The changes to the microclimate that result from the removal of the forest tend to lead to lower overall rainfall in the area. When heavy rains do fall, they run off the denuded ground much more quickly, causing shorter but higher flood peaks.
These carry much soil into the creeks, silting the rivers, damaging roads, bridges and fencing, and affecting all the creatures that live in and from the rivers, including farmers and fishermen.

Regrowth forest takes up much more water than does old growth forest. So the regrowth areas produce less water for streams, water catchments, and farms.

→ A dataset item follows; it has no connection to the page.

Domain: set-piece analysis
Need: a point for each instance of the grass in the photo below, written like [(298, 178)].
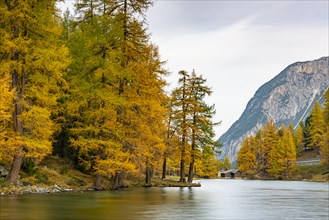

For example, two successive expert committees were called to examine logging in the Upper Thompson River catchment (which provides a large proportion of Melbourne's water as well as irrigation water for Gippsland). They advised that the water lost from the catchment as a result of logging was worth more than the royalties paid for the timber.
In spite of this the Victorian Government authorised the logging, continues to subsidise it using our taxes to provide for roadmaking, fire protection and regeneration.
At the same time the Government charges extraordinarily low royalties for the timber taken.

Modern clearfelling techniques, with extensive use of heavy earthmoving equipment is causing much more radical changes to the soil and to forest ecology than did earlier less intensive logging.

Use of fertiliser to promote faster regrowth can lead to increased loads of nutrients in the rivers and lakes.